Basically, the singularity is a technological event that will happen in the near future, like it has happened before many times in human history and like they could happen again. It is when machines develop their own consciousness (aka strong AI).
The answer to this question is not simple and depends on whom you’re asking. Most people in the field believe that AGI will be achieved within the next few decades. However, over the past century we have seen claim after claim that it is right around the corner only to be disproved – such as the idea that only ten years were left to crack the code and do voice recognition, or even that computers would not be able to beat a grandmaster at chess within the next 10 years.
There are many reasons to believe that AGI will be achieved, some based on the way technology has been developing in the past 50 years, some based on the technological and economic trends of big corporations today and some purely rational. Another point is that if we ever had to rely on AGI to keep us safe from other dangers (such as nuclear bombs or climate change), then that is probably a good enough reason to invest into it.
Computer vision has made huge advances through the use of convolutional neural networks. The first network that could recognize a cat with reasonable accuracy was released in 2016 . Speech recognition systems have also improved remarkably, and mobile phones are able to understand us as well if not better than humans. However, still their understanding is limited – they can’t really have a conversation yet.
Key differences between Weak and Strong AI
The main difference between weak ai and strong ai is that, while the first can be thought of as human-level intelligence in a specific narrow domain such as playing chess, driving cars or recognizing pictures, an AGI would possess human-level intelligence across many domains.
Yes, the bots are here! They can even sign NDAs.

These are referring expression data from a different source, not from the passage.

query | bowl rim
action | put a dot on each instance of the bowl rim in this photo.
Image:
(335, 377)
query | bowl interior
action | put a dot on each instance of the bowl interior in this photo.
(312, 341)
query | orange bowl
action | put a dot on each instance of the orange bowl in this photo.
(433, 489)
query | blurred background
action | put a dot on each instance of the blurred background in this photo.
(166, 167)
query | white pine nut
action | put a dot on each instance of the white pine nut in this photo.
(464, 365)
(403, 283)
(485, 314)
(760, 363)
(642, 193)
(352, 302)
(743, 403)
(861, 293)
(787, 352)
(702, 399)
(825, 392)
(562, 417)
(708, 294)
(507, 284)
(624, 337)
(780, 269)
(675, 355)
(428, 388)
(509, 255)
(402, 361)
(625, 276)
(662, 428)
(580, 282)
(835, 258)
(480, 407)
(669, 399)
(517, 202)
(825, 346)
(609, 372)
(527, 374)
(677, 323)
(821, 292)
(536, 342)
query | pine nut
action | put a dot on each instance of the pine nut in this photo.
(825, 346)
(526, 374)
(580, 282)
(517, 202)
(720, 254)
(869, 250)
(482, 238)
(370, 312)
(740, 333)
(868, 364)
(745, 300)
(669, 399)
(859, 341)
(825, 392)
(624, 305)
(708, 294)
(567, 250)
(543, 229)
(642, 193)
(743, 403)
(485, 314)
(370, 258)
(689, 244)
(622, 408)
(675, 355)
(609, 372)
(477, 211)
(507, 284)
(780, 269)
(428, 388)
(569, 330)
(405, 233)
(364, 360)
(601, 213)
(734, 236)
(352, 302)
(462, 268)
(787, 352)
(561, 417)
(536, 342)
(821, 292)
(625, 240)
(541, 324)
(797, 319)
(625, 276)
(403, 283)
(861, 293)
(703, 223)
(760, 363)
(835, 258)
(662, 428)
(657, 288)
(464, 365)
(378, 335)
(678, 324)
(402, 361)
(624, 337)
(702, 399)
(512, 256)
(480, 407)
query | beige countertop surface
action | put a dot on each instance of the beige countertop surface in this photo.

Some companies have already started using AI to write content for them. Companies such as Narrative Science (using their technology Quill) or Aylien .
This is good news because it means that there will be no need to pay freelancers anymore and you can hire just one person to do the job of ten.

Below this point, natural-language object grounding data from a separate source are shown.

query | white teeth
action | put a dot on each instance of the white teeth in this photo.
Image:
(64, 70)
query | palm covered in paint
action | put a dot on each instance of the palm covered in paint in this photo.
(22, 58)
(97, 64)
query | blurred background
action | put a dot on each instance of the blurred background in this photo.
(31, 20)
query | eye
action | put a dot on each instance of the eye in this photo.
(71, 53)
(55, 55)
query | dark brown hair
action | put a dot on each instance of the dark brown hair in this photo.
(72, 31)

Why is it important to have an editor?
The answer is simple: because computers can’t think like humans and their writing will always be sterile, boring and devoid of soul – though with a good enough understanding of your business (and your client) they will accelerate your content creation.

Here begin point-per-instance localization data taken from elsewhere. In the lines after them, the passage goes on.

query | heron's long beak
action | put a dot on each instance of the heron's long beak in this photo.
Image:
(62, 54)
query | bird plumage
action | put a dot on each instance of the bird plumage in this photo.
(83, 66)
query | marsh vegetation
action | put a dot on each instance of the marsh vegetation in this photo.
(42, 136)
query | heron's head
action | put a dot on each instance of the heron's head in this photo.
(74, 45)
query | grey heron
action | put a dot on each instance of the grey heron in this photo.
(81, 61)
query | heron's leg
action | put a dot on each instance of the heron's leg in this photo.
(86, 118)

Peter Thiel and Elon Musk invested $1 billion into a fund called Open AI to promote and develop artificial intelligence in positive ways. Their strategy for this is to create an open source platform for strong AI, i.e., GPT3 ( General Neural Network ).
Using the same techniques they are testing on Dota players, they want to create a positive artificial intelligence.
so many AI services….
a vast majority of them are powered by GPT-3, a general Artificial Intelligence algorithm that is open-source and trained to create any content.
The GPT3 should be available in the cloud, and allow developers to create their own artificial intelligence engine by training it with their own datasets. AI will be able to rewrite its code using genetic algorithms until they are intelligent enough for your business needs.
Not every platform which is connected to GPT-3 is equal, because each platform will have its own way of training the GPT3 and its own interface.
This means that the success of each AI platform is going to be tied with its user-interface and methods for connection with other systems (like human-AI interfaces).